KEYSTONE, Colo. ” Erik Schlopy may be 35 years old and still trying to overcome a nagging knee injury, but the U.S. Ski Team veteran isn’t showing any signs of retirement.

“It’s just the way sports are going,” Schlopy said after a giant slalom training session Thursday at Keystone.

“The sports science and training is so much better, but I think more than anything, athletes are starting to realize life’s good if you’re making a living having fun and going fast. Why would you want to stop doing that?”

Schlopy, a three-time Olympian who’s still looking for his first World Cup victory, got hurt last December and was kept off the slopes longer than expected.

“I shut the doors on the season because I had so much pain I couldn’t ski,” Schlopy said.

“I thought it would be six-to-10 weeks, but it didn’t heal. I went to New Zealand in August and still couldn’t ski gates.”

Things started to improve for Schlopy when he got to Solden, Austria, to prepare for the World Cup GS opener, which took place Oct. 28.

He was able to gate train in Austria and he got a start in the race by virtue of his place among the top 60 skiers in the world (he’s No. 23).

Schlopy didn’t qualify for a second run, but being back in the mix was the most important thing on that day.

(American Ted Ligety, who’s not currently training with the team at Keystone, took second place).

“(Schlopy’s) still down a little bit on volume for the year and still a little behind the other guys,” said World Cup GS coach Greg Needell.

“But by the end of this camp, he should be caught up and ready to go.”

Needell spoke to the importance of having Schlopy back on the hill, even if he’s not at the top of his game quite yet.

“Everyone’s happy he’s around,” Needell said.

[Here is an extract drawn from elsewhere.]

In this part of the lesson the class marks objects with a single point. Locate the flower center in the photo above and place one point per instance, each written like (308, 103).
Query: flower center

“He brings so much experience and knowledge that it’s like having another coach on staff. It’s great for the guys because they have someone to go to that has a little different lifestyle than they do.”

“I’m a dad now,” Schlopy explained. “I kept telling the younger guys stories about my daughter but then I was like, ‘I don’t know if these guys want to hear about this stuff.'”

Thursday’s U.S. Ski Team media day, which took place at the base of Star Fire, was inevitably buzzing with questions about Bode Miller.

Most of the technical skiers on hand downplayed Miller’s decision to leave the U.S. Ski Team and compete independently under former U.S. team coach John McBride.

“I don’t think (Bode’s absence from the team) will have much of an effect on us,” Tim Jitloff said.

“Ted (Ligety) proved in Solden that he’s one of the fastest in the world. To be honest with you, our team is super-tight.”

Jitloff is automatically qualified for all the World Cup GS starts after winning the NorAm GS title last season, so he’ll still be seeing Miller from time to time.

“We wish Bode well,” said the 22-year-old Jitloff.

“I can’t deny that he’s opened a lot of doors for me as a young athlete. He got a lot of people excited about our sport.”

Jake Zamansky, who’s returning from a knee injury like Schlopy, said he valued the opportunity to train alongside Miller prior to the season-opener last month.

“He’s one of the fastest guys in the world,” Zamansky said.

“It’s always good to have that on the hill whether he’s American or from a foreign team.

You always want to train with better guys.”

Zamansky said he hasn’t personally detected animosity on Miller’s part.

“There’s nothing toward the athletes and I haven’t asked him about anything toward the organization,” Zamansky said. “He wants to ski race ” that’s his m.o.”

Miller, Schlopy and Jitloff will join Ligety, Dane Spencer and Jimmy Cochran as GS starters at the Beaver Creek Birds of Prey race on Dec. 2.

The U.S. also has one more spot that’s up for grabs.

“In training, everyone’s actually in a tight block,” Needell said. “Whereas in the past, there’s been a few guys who have been out ahead quite a bit.”

“It’s very competitive,” echoed Jitloff. “Every run we’re coming down and looking at the times we’re getting and who’s doing well and we’re pushing each other to do better. It’s really good ” I’m glad we have that.”